Osteoporosis wouldn’t command this much attention if it were just about bone density numbers on a scan. The reason it matters is fractures, and their consequences can be severe. Hip fractures are the most dangerous. In a study of older adults (average age 86), 11% died within 30 days of a hip fracture. At one year, the death rate reached 34%. By four years, two-thirds had died.

These numbers are worst in the elderly, but fractures at any age carry real costs. People with osteoporosis spend an average of $8,572 more per year on healthcare than people without it, driven largely by hospitalizations and medications. Beyond dollars, fractures frequently lead to chronic pain, loss of independence, fear of falling, and reduced mobility that can spiral into further health decline.

Who Is Most at Risk

Several factors increase the likelihood of developing osteoporosis beyond the big three of age, female sex, and menopause. Low body weight is one of the strongest predictors. A family history of hip fracture roughly doubles your own risk. Smoking accelerates bone loss, and heavy alcohol use does the same. Certain medications, particularly corticosteroids taken for months or years, directly weaken bone. Conditions that reduce nutrient absorption, like celiac disease or inflammatory bowel disease, also raise risk because they limit calcium and vitamin D uptake.

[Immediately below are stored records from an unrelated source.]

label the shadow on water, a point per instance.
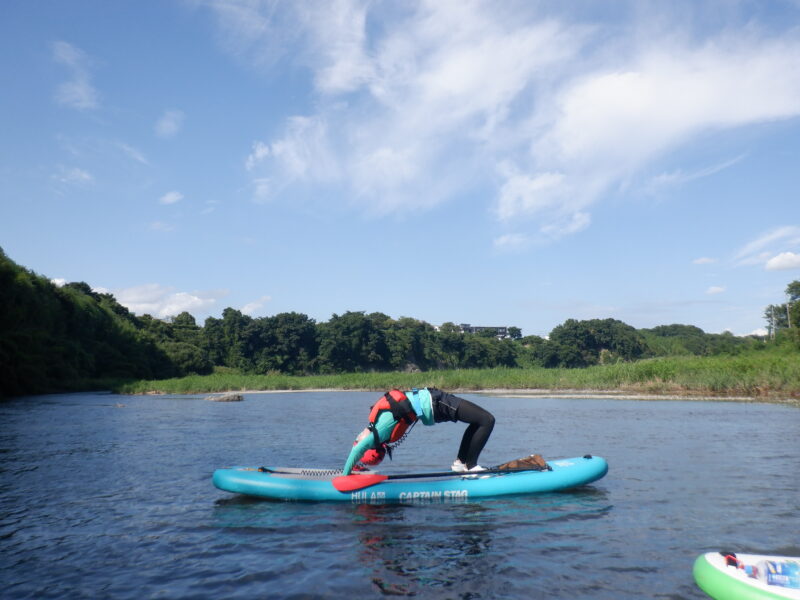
(455, 550)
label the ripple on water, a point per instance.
(100, 501)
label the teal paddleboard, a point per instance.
(413, 488)
(748, 576)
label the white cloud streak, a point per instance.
(162, 302)
(416, 101)
(251, 308)
(770, 249)
(78, 92)
(169, 124)
(171, 197)
(73, 176)
(783, 262)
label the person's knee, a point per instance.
(490, 421)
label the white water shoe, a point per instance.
(458, 466)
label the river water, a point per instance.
(105, 496)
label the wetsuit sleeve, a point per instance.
(384, 425)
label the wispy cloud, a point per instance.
(77, 92)
(559, 114)
(163, 301)
(133, 153)
(511, 241)
(770, 249)
(171, 197)
(169, 124)
(73, 176)
(783, 262)
(680, 177)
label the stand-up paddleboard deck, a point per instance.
(321, 485)
(722, 581)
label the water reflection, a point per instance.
(412, 553)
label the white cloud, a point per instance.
(783, 261)
(253, 307)
(416, 103)
(78, 92)
(680, 177)
(161, 226)
(160, 301)
(259, 153)
(511, 241)
(768, 245)
(133, 153)
(171, 197)
(73, 176)
(169, 124)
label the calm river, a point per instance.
(105, 496)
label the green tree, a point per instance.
(581, 343)
(351, 343)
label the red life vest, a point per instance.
(399, 405)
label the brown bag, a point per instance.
(534, 462)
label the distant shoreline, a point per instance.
(576, 394)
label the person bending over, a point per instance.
(396, 411)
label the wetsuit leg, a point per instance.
(481, 423)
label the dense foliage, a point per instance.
(57, 338)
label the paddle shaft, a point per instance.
(457, 473)
(359, 481)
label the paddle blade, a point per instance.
(351, 483)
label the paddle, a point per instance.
(359, 481)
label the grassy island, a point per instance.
(766, 375)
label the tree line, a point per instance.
(54, 338)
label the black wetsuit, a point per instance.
(447, 407)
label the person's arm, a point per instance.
(365, 440)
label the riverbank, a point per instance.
(761, 376)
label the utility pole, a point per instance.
(772, 313)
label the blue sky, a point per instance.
(512, 163)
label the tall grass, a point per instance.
(766, 374)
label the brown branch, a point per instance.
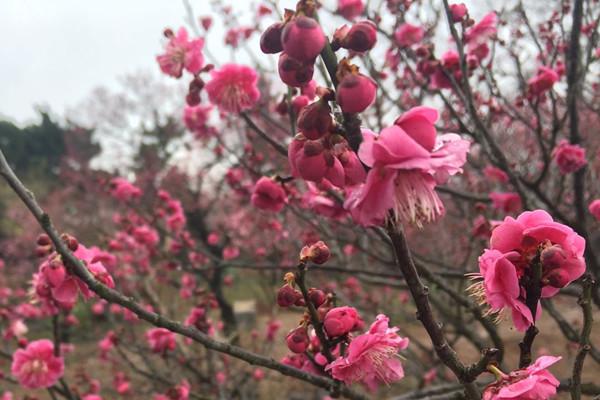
(80, 270)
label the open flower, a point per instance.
(372, 358)
(532, 383)
(407, 161)
(233, 88)
(515, 246)
(36, 366)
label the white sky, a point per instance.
(54, 52)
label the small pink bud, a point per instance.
(317, 252)
(287, 296)
(315, 120)
(298, 340)
(303, 39)
(458, 12)
(355, 93)
(294, 73)
(361, 37)
(317, 297)
(270, 40)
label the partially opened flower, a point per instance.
(36, 366)
(519, 246)
(181, 53)
(532, 383)
(372, 358)
(233, 88)
(407, 161)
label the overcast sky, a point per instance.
(54, 52)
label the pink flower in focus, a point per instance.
(532, 383)
(407, 161)
(268, 195)
(233, 88)
(569, 157)
(517, 243)
(36, 366)
(160, 340)
(407, 34)
(123, 190)
(341, 320)
(372, 358)
(543, 81)
(181, 53)
(507, 202)
(350, 9)
(594, 209)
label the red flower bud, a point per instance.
(294, 73)
(303, 39)
(270, 40)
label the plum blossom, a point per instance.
(233, 88)
(407, 161)
(36, 366)
(532, 383)
(543, 81)
(372, 358)
(515, 244)
(268, 195)
(181, 53)
(569, 157)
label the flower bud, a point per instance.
(303, 39)
(361, 37)
(315, 120)
(355, 93)
(287, 296)
(317, 252)
(298, 340)
(270, 40)
(294, 73)
(317, 297)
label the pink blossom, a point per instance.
(495, 174)
(372, 358)
(36, 366)
(407, 34)
(341, 320)
(458, 11)
(594, 208)
(514, 245)
(350, 9)
(569, 157)
(532, 383)
(160, 340)
(233, 88)
(268, 195)
(181, 53)
(507, 202)
(407, 161)
(483, 30)
(543, 81)
(123, 190)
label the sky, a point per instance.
(53, 53)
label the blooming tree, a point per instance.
(413, 183)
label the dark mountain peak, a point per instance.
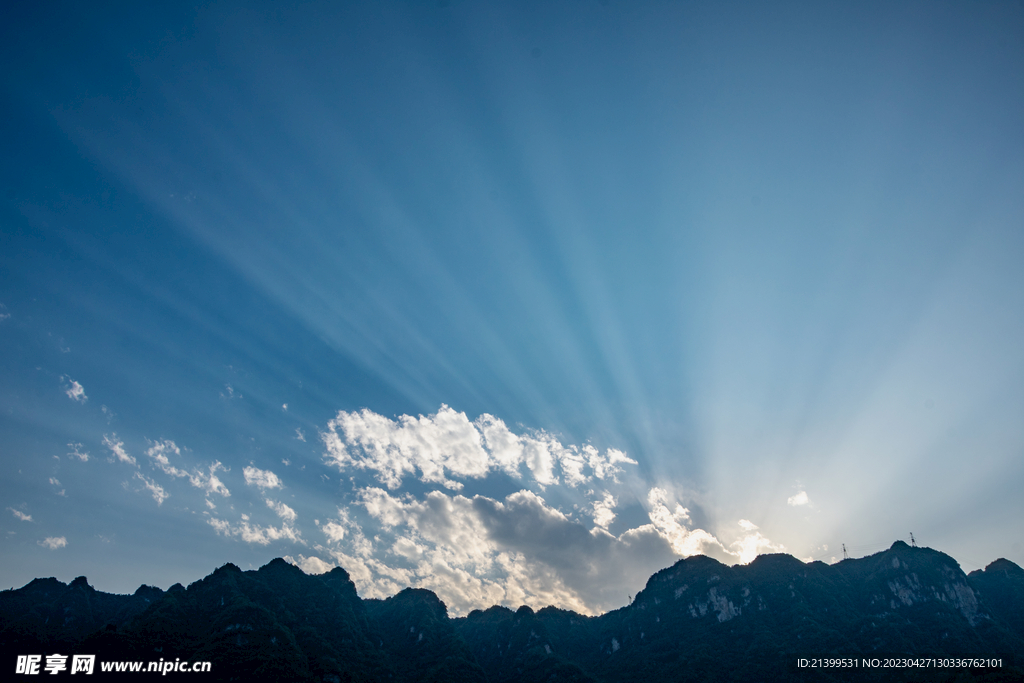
(492, 613)
(338, 572)
(1005, 566)
(279, 564)
(419, 597)
(279, 567)
(152, 592)
(524, 610)
(44, 586)
(81, 583)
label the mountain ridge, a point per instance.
(696, 620)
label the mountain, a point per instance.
(698, 620)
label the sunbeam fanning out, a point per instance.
(518, 302)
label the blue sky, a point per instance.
(519, 302)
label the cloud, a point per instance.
(77, 451)
(160, 451)
(446, 443)
(310, 564)
(118, 449)
(479, 551)
(261, 536)
(672, 525)
(159, 495)
(603, 514)
(262, 478)
(799, 499)
(753, 543)
(207, 480)
(283, 511)
(75, 391)
(20, 515)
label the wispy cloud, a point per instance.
(78, 451)
(117, 446)
(74, 390)
(446, 443)
(261, 478)
(158, 493)
(20, 515)
(255, 534)
(53, 543)
(161, 453)
(799, 499)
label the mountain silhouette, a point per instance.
(696, 621)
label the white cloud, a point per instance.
(478, 551)
(160, 451)
(158, 493)
(334, 531)
(75, 391)
(446, 443)
(310, 564)
(283, 511)
(672, 525)
(20, 515)
(603, 514)
(753, 543)
(78, 451)
(254, 532)
(261, 478)
(799, 499)
(205, 480)
(118, 449)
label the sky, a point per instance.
(516, 301)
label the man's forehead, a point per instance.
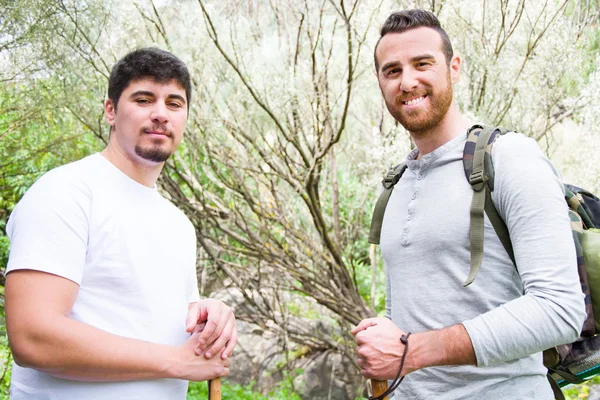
(410, 43)
(152, 85)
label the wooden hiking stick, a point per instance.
(378, 388)
(214, 389)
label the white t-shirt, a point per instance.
(133, 255)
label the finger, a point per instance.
(225, 319)
(228, 352)
(212, 322)
(222, 339)
(362, 338)
(364, 324)
(192, 317)
(199, 328)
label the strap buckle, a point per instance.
(477, 179)
(391, 178)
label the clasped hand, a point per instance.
(379, 348)
(216, 327)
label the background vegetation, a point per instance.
(288, 136)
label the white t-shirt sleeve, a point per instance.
(48, 229)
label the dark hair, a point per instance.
(149, 62)
(402, 21)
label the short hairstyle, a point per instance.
(402, 21)
(150, 62)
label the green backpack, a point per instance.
(568, 363)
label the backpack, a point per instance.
(568, 363)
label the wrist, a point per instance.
(170, 365)
(425, 350)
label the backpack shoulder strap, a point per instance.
(479, 170)
(390, 179)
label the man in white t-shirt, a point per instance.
(101, 289)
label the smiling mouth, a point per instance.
(413, 101)
(158, 133)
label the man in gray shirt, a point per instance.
(483, 341)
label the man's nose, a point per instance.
(159, 114)
(409, 81)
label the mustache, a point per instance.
(157, 128)
(413, 95)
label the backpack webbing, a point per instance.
(390, 179)
(479, 170)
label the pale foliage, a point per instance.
(288, 136)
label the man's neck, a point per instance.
(143, 173)
(453, 125)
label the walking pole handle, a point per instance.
(378, 388)
(214, 389)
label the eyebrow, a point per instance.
(151, 94)
(420, 57)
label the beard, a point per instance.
(418, 122)
(155, 152)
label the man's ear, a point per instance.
(455, 69)
(109, 112)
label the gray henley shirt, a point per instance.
(510, 316)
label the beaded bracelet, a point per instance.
(397, 380)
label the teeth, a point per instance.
(414, 101)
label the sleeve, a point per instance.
(530, 198)
(48, 229)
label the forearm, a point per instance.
(448, 346)
(70, 349)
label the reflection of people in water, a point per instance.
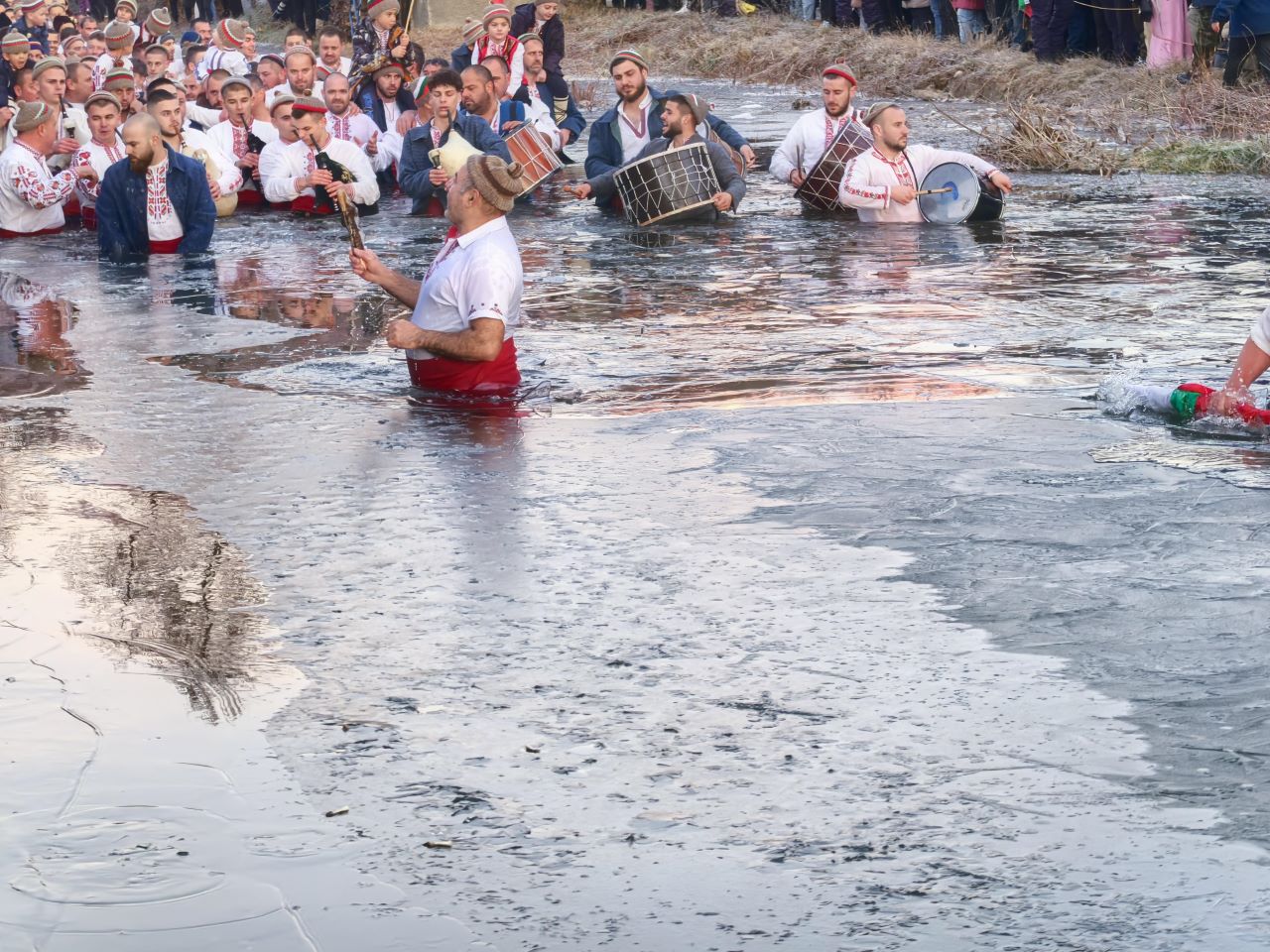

Physical inactivity plays a role that’s easy to underestimate. Bone responds to mechanical stress by building itself up. Weight-bearing exercise (walking, running, resistance training) signals your body to maintain or increase bone density. A sedentary lifestyle removes that signal, letting bone thin faster than it otherwise would. This is one reason astronauts lose bone rapidly in space and why prolonged bed rest causes measurable bone loss within weeks.